Thứ Năm, 23 tháng 10, 2008

4th DCA - 4 Limitation on Inverse Condemnation for Illegal Exaction and Stealing Doesn't Offend Public Policy

In a probably correct opinion that is marred by very bad discussions of public policy, the 4th DCA held in New Testament Baptist Church v. FDOT that the lower court properly dismissed a counter-claim/cross-claim for inverse condemnation brought 13 years after an allegedly illegal dedication demand.

The claim was brought by a church that had been required to dedicated 7.5 acres (of its 19) in 1992 for streets (that the city didn't build) in order to get a plat approval. When the DOT went to condemn more of its property in 2005, the church cross complained that the earlier dedication was illegal.

The 4th cites a bunch of other cases finding that inverse condemnation cases need to be brought within 4 years. The cited cases, however, involved direct regulation, not exactions. The court distinguishes several exaction cases where the claim was made much later than the regulatory requirement.

The disturbing issue is the court's treatment of the question of whether an unconstitutional exaction is void or voidable. The court noted that contracts or other actions that are in violation of public policy are void. The court then holds that even an illegal dedication requirement doesn't implicate public policy because only the victim of the illegal act is harmed. The court goes on to justify this position by claiming that the church "benefitted" from the plat. This totally flies in the face of the "unconstitutional condition" cases that Nolan and Dolan spring from, which recognize that where the government imposes an illegal and unconstitutional condition on a government action on a permit or benefit, the victim does not need to refuse to accept the benefit in order to complain.
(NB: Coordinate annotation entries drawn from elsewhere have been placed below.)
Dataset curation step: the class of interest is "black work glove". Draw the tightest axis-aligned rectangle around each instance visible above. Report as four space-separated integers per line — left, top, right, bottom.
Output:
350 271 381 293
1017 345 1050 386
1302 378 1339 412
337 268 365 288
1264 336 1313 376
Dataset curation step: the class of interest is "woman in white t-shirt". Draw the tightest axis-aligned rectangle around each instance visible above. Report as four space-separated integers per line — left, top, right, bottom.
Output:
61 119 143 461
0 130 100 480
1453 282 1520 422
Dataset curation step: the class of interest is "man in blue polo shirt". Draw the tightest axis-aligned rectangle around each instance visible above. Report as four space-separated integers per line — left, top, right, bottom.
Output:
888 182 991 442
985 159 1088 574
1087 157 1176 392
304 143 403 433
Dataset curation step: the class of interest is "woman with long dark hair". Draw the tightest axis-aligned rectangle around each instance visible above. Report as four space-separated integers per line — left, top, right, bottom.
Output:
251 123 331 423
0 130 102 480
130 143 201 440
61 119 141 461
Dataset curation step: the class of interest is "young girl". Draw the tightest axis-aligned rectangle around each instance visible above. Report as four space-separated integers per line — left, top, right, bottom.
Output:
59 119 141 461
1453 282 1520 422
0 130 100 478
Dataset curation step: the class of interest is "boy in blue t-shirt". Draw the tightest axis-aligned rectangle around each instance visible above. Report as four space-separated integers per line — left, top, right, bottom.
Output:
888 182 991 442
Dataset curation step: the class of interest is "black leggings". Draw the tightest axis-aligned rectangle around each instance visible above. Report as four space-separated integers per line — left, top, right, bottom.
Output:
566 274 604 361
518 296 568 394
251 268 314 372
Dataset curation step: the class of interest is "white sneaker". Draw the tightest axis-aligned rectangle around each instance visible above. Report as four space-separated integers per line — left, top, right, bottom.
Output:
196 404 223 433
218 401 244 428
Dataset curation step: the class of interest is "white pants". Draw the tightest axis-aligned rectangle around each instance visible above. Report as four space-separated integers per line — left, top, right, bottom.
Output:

The Court forgets the basic tenet: the issuance of a development order is not a "benefit" to the landowner because the landowner has an underlying property right to develop. The development order is the governments' OBLIGATION arising from its choice to regulate a property right in the public interest; a landowner's development pursuant to a plat is not the "acceptance of a benefit" from the government because the landowner has the underlying right in the first place.